And really the turning point in this story was in 2009, when Major Nidal Hasan opened fire at Fort Hood, Texas, on his fellow soldiers. He was an Army psychiatrist and gunned down more than a dozen of his fellow soldiers and wounded many, many others. And he, himself, was shot and paralyzed. It emerged, after Nidal Hasan did this massacre in 2009, that he had been in email contact with Anwar al-Awlaki.
AMY GOODMAN: In Yemen.
JEREMY SCAHILL: While Awlaki was in Yemen. And so, the story was floated in the media, and it continues to this day, that Awlaki helped to plan the Fort Hood shooting. There has never been a shred of evidence produced publicly that Awlaki had anything to do with the Fort Hood shooting before it happened.
What we now know, because the emails have been released, the communications between Awlaki and Nidal Hasan, that Nidal Hasan was sort of a pathetic man who was writing to Awlaki saying everything from—asking him everything from questions about the proper conduct of a Muslim in a military—one of them should have caught the eyes of investigators. He was asking Awlaki, basically, is it OK to shoot a fellow soldier if you think that they’re engaged in, you know, crime against Islam, you know, if they’re going to be going to another country? But he was putting it in the context of Israel and Palestine, and not sort of directly asking about himself. But he also asked Awlaki if he could help find him a wife. And then he tried to donate money to Awlaki and said, "I want to give a prize in your name for the best essay."

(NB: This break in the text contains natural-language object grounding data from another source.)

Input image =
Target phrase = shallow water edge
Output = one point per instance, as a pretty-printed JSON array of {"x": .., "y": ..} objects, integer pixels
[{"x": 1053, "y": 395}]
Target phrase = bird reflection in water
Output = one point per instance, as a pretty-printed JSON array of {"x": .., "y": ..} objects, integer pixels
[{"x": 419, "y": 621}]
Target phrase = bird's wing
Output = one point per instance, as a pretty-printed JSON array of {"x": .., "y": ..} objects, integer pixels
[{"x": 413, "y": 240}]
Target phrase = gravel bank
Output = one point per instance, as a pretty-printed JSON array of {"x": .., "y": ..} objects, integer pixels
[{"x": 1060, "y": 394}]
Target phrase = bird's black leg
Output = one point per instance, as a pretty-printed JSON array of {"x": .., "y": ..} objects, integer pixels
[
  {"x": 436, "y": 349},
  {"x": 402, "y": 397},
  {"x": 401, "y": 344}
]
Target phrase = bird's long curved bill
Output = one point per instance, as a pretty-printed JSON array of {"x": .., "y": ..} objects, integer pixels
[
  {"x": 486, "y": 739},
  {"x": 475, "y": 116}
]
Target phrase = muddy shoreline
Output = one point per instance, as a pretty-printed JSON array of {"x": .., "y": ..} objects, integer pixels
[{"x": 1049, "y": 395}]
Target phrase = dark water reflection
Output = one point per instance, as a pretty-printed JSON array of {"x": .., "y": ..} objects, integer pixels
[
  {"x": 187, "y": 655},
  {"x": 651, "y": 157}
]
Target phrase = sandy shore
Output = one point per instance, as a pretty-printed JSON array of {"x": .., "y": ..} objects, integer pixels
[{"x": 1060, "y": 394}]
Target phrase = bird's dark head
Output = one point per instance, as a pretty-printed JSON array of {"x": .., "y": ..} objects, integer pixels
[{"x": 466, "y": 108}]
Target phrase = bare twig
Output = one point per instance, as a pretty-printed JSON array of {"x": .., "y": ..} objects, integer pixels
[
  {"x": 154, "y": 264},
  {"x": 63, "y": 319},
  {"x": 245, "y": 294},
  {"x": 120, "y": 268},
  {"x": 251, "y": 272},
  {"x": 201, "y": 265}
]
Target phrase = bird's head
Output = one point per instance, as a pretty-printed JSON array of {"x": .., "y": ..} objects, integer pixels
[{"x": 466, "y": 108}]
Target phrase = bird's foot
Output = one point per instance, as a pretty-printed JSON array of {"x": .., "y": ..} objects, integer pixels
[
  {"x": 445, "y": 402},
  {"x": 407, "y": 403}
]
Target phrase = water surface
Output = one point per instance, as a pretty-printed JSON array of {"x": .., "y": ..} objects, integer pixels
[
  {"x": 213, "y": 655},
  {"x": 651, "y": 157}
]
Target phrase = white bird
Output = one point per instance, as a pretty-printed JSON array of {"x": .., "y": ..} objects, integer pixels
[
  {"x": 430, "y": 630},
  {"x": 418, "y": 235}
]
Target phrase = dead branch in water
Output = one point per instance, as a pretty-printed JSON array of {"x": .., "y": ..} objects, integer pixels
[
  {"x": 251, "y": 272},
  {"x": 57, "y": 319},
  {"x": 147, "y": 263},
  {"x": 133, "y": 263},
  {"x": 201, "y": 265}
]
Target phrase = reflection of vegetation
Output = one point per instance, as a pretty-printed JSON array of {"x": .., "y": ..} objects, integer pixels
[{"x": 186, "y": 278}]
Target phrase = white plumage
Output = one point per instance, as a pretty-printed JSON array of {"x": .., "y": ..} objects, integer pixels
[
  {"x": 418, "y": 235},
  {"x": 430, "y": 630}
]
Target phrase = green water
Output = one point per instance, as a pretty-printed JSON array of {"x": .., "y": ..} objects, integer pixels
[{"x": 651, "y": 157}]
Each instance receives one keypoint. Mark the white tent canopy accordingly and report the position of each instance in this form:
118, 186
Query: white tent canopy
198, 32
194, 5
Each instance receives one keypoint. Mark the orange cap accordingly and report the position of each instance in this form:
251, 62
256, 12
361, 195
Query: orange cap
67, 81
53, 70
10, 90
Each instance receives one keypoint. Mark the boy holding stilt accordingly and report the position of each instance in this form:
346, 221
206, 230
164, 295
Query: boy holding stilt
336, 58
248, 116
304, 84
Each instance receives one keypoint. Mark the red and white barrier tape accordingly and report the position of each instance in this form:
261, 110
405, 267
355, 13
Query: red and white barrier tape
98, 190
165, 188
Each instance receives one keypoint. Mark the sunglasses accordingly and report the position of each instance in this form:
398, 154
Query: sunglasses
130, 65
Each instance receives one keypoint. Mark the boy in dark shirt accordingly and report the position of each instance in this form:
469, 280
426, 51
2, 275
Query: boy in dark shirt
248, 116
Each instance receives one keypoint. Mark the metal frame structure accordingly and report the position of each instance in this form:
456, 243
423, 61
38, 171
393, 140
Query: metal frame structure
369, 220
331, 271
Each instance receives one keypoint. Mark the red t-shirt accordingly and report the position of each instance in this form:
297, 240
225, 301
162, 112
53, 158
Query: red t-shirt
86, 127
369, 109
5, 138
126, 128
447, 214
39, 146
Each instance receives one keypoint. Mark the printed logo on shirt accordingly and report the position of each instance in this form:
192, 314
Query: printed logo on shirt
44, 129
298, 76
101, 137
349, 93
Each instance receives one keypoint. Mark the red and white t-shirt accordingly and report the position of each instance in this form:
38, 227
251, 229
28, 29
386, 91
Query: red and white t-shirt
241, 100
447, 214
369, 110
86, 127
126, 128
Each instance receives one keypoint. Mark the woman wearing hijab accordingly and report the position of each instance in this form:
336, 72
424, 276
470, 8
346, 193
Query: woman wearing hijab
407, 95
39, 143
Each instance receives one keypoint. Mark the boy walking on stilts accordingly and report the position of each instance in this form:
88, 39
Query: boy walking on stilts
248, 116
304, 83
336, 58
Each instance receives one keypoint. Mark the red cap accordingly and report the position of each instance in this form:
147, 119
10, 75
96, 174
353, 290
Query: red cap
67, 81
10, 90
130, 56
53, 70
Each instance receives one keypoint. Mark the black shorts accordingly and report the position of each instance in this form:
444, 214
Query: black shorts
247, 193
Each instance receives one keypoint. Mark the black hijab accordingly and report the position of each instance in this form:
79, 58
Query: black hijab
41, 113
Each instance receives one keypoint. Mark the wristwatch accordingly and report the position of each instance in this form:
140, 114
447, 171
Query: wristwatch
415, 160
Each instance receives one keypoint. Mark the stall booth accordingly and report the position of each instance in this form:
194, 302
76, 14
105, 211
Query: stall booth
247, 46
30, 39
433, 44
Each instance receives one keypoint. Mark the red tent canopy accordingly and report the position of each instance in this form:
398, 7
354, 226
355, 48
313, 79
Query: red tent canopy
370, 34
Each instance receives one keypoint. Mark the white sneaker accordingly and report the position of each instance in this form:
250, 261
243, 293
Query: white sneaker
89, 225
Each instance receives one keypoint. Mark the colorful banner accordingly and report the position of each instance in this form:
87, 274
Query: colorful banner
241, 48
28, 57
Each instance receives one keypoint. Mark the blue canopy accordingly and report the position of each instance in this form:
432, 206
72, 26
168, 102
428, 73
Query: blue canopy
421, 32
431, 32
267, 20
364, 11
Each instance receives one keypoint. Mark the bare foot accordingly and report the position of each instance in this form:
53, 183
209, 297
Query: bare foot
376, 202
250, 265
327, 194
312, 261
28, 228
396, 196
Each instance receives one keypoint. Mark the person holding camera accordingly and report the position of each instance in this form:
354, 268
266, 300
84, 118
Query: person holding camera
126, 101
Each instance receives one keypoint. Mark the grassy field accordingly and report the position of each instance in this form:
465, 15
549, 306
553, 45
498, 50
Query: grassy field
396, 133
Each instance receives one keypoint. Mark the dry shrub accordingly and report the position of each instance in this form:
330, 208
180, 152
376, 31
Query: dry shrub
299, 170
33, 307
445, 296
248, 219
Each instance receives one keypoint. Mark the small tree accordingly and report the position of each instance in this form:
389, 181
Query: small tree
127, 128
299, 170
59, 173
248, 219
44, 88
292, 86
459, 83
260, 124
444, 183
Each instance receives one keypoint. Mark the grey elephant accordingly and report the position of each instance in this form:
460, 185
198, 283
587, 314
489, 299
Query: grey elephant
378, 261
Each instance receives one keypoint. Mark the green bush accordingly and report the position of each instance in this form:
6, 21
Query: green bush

AMY GOODMAN: But as you point out in your book, he actually had interaction with this man 10 years earlier.
JEREMY SCAHILL: So, Awlaki—so, in one of the emails, Nidal Hasan says, "You might not remember me, but I met you once at your mosque in Falls Church, Virginia." And Awlaki didn’t remember him, but it turned out that Nidal Hasan’s parents were members of Awlaki’s mosque, and they had gone to Awlaki concerned about their son at one point, that he wasn’t—I don’t want to mischaracterize it, because I haven’t talked to the Hasan family. But in any case, they went to Awlaki, and they asked him for some guidance for their son, and so Awlaki had met him at one point, but it wasn’t—you know, he was the imam at a big mosque, and this would happen. And Awlaki said that, you know, he didn’t remember him.
Then, you know, the shooting happened, the discovery of the emails between Awlaki and Hasan comes out, U.S. intelligence reviewed them, said there was nothing to indicate that Awlaki had anything to do with it, yet the story still persisted in the media. Then the shooting happens, and Awlaki writes a blog post that says Nidal Hasan is a hero, and he praises the Fort Hood attack and says, "This should be a sort of a model for Muslims in the military going forward," and essentially calls on other soldiers to do this. And that’s—he hit the tripwire there when he did that. And then it became a thing from being concerned about Awlaki’s speech and the idea that he would radicalize young people to actually praising this killing and calling on other Muslims in the U.S. military to do the same thing. The U.S. intelligence then got Awlaki’s blog shut down, and Awlaki started to be harassed by Yemeni intelligence, and he eventually went to his family’s province of Shabwa in southern Yemen to basically lay low.